Running Beancount & Generating Reports

Martin Blais, July-Sep 2014

http://furius.ca/beancount/doc/tools

Introduction

Tools

bean-check

bean-report

bean-query

bean-web

Global Pages

View Reports Pages

bean-bake

bean-doctor

Context

bean-format

bean-example

Filtering Transactions

Reports

Balance Reports

Trial Balance (balances)

Balance Sheet (balsheet)

Opening Balances (openbal)

Income Statement (income)

Journal Reports

Journal (journal)

Rendering at Cost

Adding a Balance Column

Character Width

Precision

Compact, Normal or Verbose

Summary

Equivalent SQL Query

Conversions (conversions)

Documents (documents)

Holdings Reports

Holdings & Aggregations (holdings*)

Net Worth (networth)

Other Report Types

Cash

Prices (prices)

Statistics (stats)

Update Activity (activity)

Introduction

This document describes the tools you use to process Beancount input files, and many of the reports available from it. The syntax of the language is described in the Beancount Language Syntax document. This manual only covers the technical details for using Beancount from the command-line.

Tools

bean-check

bean-check is the program you use to verify that your input syntax and transactions work correctly. All it does is load your input file and run the various plugins you configured in it, plus some extra validation checks. It report errors (if any), and then exits. You run it on your input file, like this:

bean-check /path/to/my/file.beancount

If there are no errors, there should be no output, it should exit quietly. If there were errors, they will be printed to stderr with the filename, line number and error description (in a format that is understood by Emacs, so you can just use next-error and previous-error to navigate to the file if you want):

/home/user/myledger.beancount:44381:   Transaction does not balance: 34.46 USD

   2014-07-12 * "Black Iron Burger" ""
     Expenses:Food:Restaurant               17.23 USD
     Assets:Cash                            17.23 USD

You should always fix all the errors before producing reports.

bean-report

This is the main tool used to extract specialized reports to the console in text or one of the various other formats. You invoke it like this:

bean-report /path/to/my/file.beancount <report-name>

For example:

bean-report /path/to/my/file.beancount balances

There are many reports available. See the section on reports for a description of the main ones. If you want to produce the full list of reports, ask it for help:

bean-report --help-reports

Report names can sometimes accept arguments. At the moment the arguments are specified as part of the report name itself, often separated by a colon (:), like this:

bean-report /path/to/my/file.beancount balances:Vanguard

There are a few special reports you should know about:

  • check, or validate: This is the same as running the bean-check command.

  • print: This simply prints out the entries that Beancount has parsed, in Beancount syntax. This can be used to confirm that Beancount has read and interpreted your input data correctly (if you’re debugging something difficult).

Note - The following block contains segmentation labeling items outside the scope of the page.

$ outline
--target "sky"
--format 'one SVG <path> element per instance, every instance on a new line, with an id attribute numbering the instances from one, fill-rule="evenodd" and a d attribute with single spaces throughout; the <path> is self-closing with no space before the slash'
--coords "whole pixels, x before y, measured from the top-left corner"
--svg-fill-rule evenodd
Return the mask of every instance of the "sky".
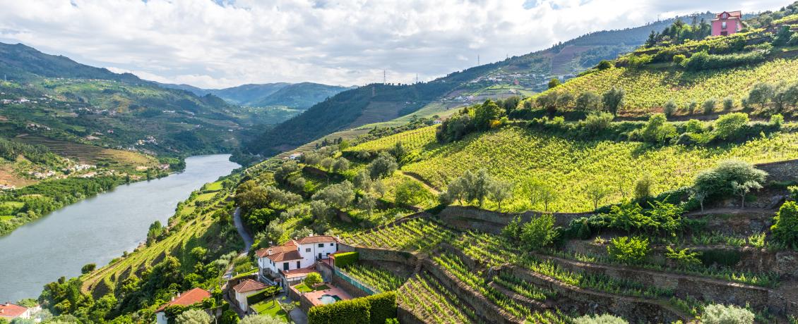
<path id="1" fill-rule="evenodd" d="M 0 41 L 159 82 L 430 80 L 591 31 L 790 0 L 0 0 Z"/>

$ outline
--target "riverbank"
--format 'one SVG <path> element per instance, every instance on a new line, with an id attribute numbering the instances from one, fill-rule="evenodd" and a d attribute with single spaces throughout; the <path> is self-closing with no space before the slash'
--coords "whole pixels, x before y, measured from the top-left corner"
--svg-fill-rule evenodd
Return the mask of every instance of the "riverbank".
<path id="1" fill-rule="evenodd" d="M 188 158 L 184 172 L 119 185 L 0 237 L 0 300 L 38 297 L 45 283 L 81 275 L 86 263 L 106 264 L 132 251 L 153 221 L 166 224 L 192 191 L 239 167 L 228 158 Z"/>

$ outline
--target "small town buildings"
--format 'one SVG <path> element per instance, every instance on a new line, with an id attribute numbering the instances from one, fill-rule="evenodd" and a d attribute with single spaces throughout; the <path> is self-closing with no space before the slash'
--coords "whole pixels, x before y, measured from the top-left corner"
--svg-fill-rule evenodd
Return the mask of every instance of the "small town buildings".
<path id="1" fill-rule="evenodd" d="M 34 308 L 28 308 L 10 303 L 0 304 L 0 318 L 11 322 L 14 318 L 30 318 Z"/>
<path id="2" fill-rule="evenodd" d="M 724 11 L 712 20 L 712 36 L 726 36 L 739 33 L 743 28 L 743 14 L 740 10 Z"/>
<path id="3" fill-rule="evenodd" d="M 164 306 L 161 306 L 155 311 L 156 322 L 158 324 L 167 324 L 168 322 L 169 318 L 166 316 L 166 313 L 164 312 L 164 310 L 167 306 L 172 305 L 192 306 L 208 298 L 211 298 L 211 293 L 202 288 L 194 288 L 188 291 L 178 293 L 177 296 L 173 298 L 171 302 L 164 304 Z"/>
<path id="4" fill-rule="evenodd" d="M 271 246 L 255 252 L 259 278 L 274 281 L 281 287 L 297 283 L 310 272 L 317 260 L 326 260 L 338 251 L 334 236 L 318 235 L 291 240 L 282 245 Z"/>
<path id="5" fill-rule="evenodd" d="M 235 292 L 235 303 L 238 304 L 239 308 L 243 311 L 247 311 L 249 309 L 247 297 L 257 294 L 267 287 L 268 286 L 251 279 L 244 279 L 239 283 L 239 284 L 233 287 L 233 291 Z"/>

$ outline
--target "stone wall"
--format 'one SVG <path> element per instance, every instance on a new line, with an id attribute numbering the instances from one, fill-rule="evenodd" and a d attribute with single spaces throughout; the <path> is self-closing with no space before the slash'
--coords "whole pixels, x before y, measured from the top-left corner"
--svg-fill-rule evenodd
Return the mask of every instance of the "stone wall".
<path id="1" fill-rule="evenodd" d="M 462 230 L 476 229 L 499 234 L 516 216 L 523 221 L 540 215 L 539 212 L 527 211 L 522 213 L 499 213 L 471 206 L 447 206 L 438 215 L 446 224 Z M 554 213 L 555 226 L 567 226 L 571 220 L 590 216 L 590 213 Z"/>
<path id="2" fill-rule="evenodd" d="M 533 284 L 557 291 L 558 295 L 571 300 L 569 305 L 561 305 L 566 313 L 610 313 L 621 316 L 630 322 L 673 322 L 686 318 L 666 301 L 649 300 L 618 295 L 605 294 L 565 285 L 551 278 L 527 269 L 508 267 L 499 270 Z M 568 308 L 570 307 L 570 309 Z"/>

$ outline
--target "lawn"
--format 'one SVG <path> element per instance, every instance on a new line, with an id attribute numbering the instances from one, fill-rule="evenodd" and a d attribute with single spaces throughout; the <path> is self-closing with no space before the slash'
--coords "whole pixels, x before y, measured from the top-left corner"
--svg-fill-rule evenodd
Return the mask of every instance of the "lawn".
<path id="1" fill-rule="evenodd" d="M 279 302 L 274 299 L 269 299 L 251 306 L 258 314 L 268 314 L 278 318 L 282 318 L 288 322 L 288 314 L 280 307 Z"/>

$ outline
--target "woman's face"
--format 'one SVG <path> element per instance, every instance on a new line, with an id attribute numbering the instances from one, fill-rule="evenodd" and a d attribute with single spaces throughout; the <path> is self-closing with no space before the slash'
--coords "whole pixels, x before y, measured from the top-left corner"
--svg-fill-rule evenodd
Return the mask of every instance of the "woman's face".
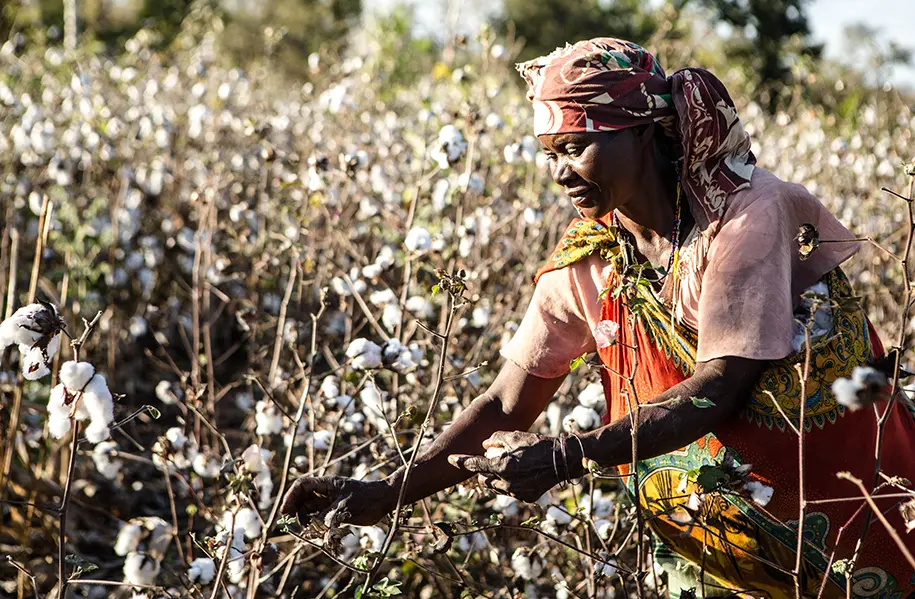
<path id="1" fill-rule="evenodd" d="M 539 136 L 550 175 L 583 218 L 601 218 L 638 197 L 651 128 Z"/>

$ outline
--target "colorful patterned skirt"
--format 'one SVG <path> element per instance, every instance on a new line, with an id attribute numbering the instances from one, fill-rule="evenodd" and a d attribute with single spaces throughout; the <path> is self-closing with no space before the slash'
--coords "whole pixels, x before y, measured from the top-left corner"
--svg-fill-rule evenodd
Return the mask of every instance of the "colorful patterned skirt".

The other reports are what you’d expect: they print out various tables of aggregations of amounts. The reports you can generate are described in a dedicated section below.

PLEASE NOTE! At the moment of release, the list of reports available from the web page will differ from the list available from the console. In a future release, I will consolidate those two lists and all the reports that are available from the web pages will also be available from the console, and in many different formats. Stay tuned.

bean-query

Beancount’s parsed list of transactions and postings is like an in-memory database. bean-query is a command-line tool that acts like a client to that in-memory database in which you can type queries in a variant of SQL. You invoke it like this:

bean-query /path/to/my/file.beancount
Input file: "/path/to/my/file.beancount"
Ready with 14212 directives (21284 postings in 8879 transactions).
beancount> _

More details are available in its own document.

bean-web

bean-web serves all the reports on a web server that runs on your computer. You run it like this:

bean-web /path/to/my/file.beancount

It will serve all pages on port 8080 on your machine. Navigate to http://localhost:8080 with a web browser. You should be able to click your way through all the reports easily.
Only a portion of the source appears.